The play is touching as well though: the collective sigh of recognition and acceptance that goes through the crowd when Gillen’s inspired Thomas first suggests the “they” pronoun to a confused Joan is deeply moving, and, throughout, the central character is a figure that, for all their bravery and outward toughness, it’s impossible not to root and care for, especially as embodied by the magnetic, lovable Thom.

The battle sections are particularly exhilarating with stomping, combative choreography, by Jennifer Jackson, that sits low in the body, feels refreshingly spontaneous, and builds to an enthralling climax as more and more company members join Joan’s crusade. The effect is simultaneously joyful and slightly threatening. The audience went nuts for it, and also for the fabulous cast entrances via an enormous slide that takes up almost the entire height of the performing space. Ilinca Radulian’s energetic production consistently succeeds in striking the right balance between raucous, playful and lofty.
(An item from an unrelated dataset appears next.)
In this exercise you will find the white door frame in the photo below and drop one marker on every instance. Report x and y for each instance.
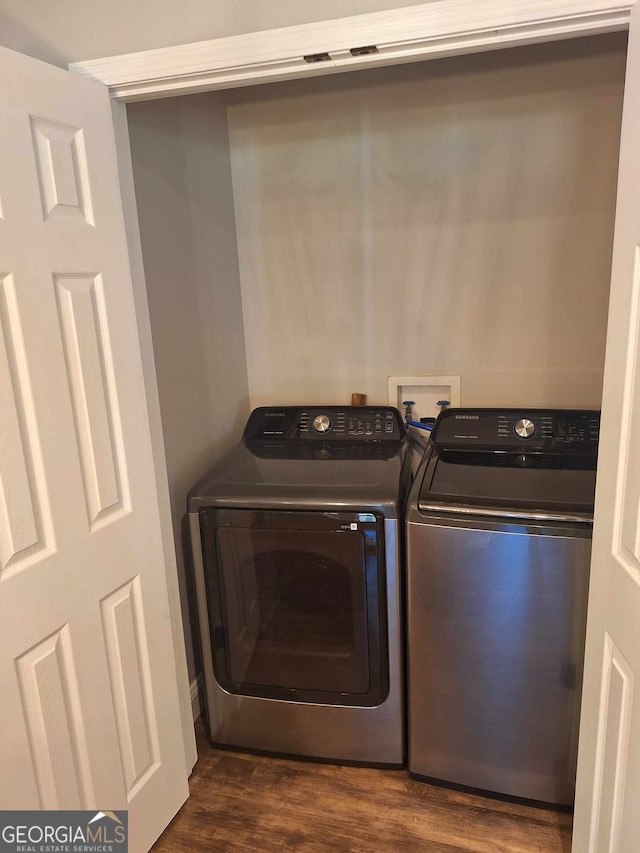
(436, 29)
(427, 31)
Joan’s death, when it comes, is cancelled, or at least postponed, by a Groundling led chant of “change the play!” not dissimilar to the traditional audience participation cries of “I believe in fairies!” in the annual Peter Pan play at Christmas. Josephine gives Thom a rousing, marvellous speech of defiance dismantling the patriarchy and putting two fingers up to gender expectations and limitations. It’s terrifically delivered and whips an already hugely engaged audience up into a further frenzy of enraptured indignation.

Exciting as the writing and the performance is, it does by this point feel slightly grafted on to the legend of the French peasant girl who liberated France only to be betrayed and burnt at the stake for her pains. That won’t matter to many: Josephine’s script relentlessly pushes it’s agenda and is very much preaching to the choir in terms of matching the expectations of the audience coming to see this unique piece of theatre.

Forget subtlety and embrace the big beautiful, messy heart of it: what we have here is a flamboyantly queer-accented slice of uplifting mass populist entertainment. It feels like this season’s Nell Gwynn or Emilia, and I suspect we will see more of it after this brief late summer season. And in Isobel Thom, the theatre has a glittering new star.